The Spanish priest noted three key documents that illustrate the link between prayer and the magisterium.

He cited «Orationis Formas,» the Oct. 15, 1989, letter of the Congregation for the Doctrine of the Faith, a document he contributed to. He also cited the fourth section of the Catechism of the Catholic Church, and Pope John Paul II’s letter «Novo Millennio Ineunte.»

For Father Castellano, the «Letter to the Bishops of the Catholic Church on Some Aspects of Christian Meditation,» or «Orationis Formas,» must be taken into account in order to understand the «criteria to guide Catholic faithful in the face of the new methods of meditation, as is the case of the techniques of the religious East.»

Von Balthasar

In his address on Saturday to the congress on «Christian Mystical Experience, Non-Christian Mysticism and New Religiosity in the West,» Father Castellano, a professor at the Teresianum in Rome, revealed details about the development of this document.

«After several re-elaborations the text remained essentially as the fruit of the mind and style of Hans Urs von Balthasar, with suggestions from other experts,» he explained.

The text tries to clarify what is specific about Christian meditation, given the invasion and fascination of some Eastern meditation techniques.

For Father Castellano, it is important to highlight the originality of Christian prayer linked to the structure and content of Christian revelation, as well as «the criteria to guide an authentic exercise of Christian meditation which involves the whole person praying, including his body and feelings.»

«It was not a letter censuring or condemning the well-integrated Eastern methods in the Christian praxis of meditation,» he said.
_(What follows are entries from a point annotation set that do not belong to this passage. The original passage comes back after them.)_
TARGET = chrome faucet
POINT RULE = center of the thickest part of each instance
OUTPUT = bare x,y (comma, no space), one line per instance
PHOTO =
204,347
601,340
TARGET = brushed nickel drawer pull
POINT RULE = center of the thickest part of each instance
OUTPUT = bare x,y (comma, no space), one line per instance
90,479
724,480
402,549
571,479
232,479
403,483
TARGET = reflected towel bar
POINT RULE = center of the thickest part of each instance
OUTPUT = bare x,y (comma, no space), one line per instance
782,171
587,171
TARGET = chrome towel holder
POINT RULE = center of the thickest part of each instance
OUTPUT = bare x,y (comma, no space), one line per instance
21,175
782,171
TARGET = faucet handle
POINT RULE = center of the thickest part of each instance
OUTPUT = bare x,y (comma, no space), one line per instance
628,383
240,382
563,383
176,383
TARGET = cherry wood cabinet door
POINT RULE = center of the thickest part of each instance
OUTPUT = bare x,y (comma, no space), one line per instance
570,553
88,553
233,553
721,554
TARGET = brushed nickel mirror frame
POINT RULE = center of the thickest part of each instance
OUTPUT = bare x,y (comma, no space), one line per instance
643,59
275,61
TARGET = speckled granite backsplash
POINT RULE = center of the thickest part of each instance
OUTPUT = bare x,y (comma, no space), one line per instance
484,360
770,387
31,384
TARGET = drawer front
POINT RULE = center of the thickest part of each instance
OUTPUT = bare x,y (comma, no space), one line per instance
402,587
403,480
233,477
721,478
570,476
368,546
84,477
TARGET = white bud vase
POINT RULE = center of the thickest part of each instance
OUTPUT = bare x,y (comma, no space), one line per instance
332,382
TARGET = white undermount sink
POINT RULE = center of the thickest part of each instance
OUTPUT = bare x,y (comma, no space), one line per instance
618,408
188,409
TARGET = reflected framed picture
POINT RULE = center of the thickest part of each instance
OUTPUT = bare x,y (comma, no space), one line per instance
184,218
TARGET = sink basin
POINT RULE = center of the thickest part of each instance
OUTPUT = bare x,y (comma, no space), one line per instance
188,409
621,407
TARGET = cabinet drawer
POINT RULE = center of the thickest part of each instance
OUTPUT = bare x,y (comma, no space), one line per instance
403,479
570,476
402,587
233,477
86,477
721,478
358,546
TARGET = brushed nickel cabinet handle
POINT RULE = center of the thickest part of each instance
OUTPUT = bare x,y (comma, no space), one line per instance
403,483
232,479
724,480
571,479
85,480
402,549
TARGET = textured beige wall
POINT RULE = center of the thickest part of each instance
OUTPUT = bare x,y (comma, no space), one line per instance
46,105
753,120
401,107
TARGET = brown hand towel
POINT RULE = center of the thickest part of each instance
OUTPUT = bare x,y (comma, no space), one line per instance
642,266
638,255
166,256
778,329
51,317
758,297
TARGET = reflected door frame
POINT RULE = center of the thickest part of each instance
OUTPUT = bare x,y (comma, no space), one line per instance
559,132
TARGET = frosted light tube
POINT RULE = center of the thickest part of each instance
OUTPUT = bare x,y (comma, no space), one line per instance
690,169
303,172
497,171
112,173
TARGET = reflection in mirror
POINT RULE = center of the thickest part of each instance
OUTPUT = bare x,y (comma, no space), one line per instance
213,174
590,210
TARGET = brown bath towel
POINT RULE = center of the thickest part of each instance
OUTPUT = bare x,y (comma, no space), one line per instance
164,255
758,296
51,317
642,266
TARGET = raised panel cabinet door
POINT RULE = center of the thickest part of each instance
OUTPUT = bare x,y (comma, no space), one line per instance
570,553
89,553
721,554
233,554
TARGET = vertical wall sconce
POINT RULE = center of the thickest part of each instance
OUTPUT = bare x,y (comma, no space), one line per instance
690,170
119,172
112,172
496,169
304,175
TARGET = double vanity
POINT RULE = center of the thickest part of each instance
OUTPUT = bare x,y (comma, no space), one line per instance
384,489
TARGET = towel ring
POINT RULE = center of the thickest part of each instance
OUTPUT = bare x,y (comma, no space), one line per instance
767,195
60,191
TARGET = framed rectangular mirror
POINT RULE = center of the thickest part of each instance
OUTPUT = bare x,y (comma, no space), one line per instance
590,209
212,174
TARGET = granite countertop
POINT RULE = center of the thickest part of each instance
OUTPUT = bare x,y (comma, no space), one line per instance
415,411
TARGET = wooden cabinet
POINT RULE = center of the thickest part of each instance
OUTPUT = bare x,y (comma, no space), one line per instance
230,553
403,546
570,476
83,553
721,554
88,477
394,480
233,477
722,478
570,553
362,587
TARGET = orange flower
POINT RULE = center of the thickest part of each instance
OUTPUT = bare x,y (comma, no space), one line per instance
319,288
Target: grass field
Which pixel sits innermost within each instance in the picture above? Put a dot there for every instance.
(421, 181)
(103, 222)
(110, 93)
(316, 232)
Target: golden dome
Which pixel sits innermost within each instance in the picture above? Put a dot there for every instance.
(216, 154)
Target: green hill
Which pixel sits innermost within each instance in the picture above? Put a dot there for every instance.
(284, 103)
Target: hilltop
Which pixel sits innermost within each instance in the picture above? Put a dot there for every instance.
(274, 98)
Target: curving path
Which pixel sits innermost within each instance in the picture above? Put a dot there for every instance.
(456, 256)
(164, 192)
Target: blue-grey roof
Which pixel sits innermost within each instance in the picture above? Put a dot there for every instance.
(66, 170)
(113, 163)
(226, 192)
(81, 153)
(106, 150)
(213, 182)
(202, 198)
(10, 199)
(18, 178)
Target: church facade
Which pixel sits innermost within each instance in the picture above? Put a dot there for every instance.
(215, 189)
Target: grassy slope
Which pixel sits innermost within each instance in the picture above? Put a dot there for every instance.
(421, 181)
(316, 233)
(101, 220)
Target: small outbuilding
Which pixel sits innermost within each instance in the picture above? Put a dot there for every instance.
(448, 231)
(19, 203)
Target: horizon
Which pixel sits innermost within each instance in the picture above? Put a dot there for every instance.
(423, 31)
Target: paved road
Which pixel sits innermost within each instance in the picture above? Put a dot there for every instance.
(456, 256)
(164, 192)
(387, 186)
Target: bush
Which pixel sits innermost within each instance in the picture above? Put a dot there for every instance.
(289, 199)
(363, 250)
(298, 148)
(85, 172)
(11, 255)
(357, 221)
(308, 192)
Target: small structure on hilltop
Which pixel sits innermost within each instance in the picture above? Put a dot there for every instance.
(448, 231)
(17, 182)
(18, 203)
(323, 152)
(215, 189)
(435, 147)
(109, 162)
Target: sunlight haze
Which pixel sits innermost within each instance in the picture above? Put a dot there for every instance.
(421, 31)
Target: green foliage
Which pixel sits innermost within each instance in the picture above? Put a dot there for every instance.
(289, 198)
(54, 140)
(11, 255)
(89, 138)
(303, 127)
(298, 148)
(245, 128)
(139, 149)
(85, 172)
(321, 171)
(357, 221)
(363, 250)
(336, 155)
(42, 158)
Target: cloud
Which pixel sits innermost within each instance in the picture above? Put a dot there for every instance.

Rather, it is a document that offers «doctrinal criteria for an authentic guide and for the discernment of current praxis of meditation.»

An awakening

According to this consultor of several Vatican dicasteries, including the Congregation for the Doctrine of the Faith, «The Eastern techniques applied to Christian prayer have cause an awakening of Christian meditation itself.»

In the congress on mysticism, organized by the East-West Center of Studies, the expert in spirituality pointed out that the East has contributed to Christian prayer «an appreciation of silence, greater attention to the body in prayer which leads to a sensitivity for harmonious integration and openness to a spiritual guide.»

Father Castellano added that «Christian prayer is meditation which tends to communion, not fusion, with the Triune God.»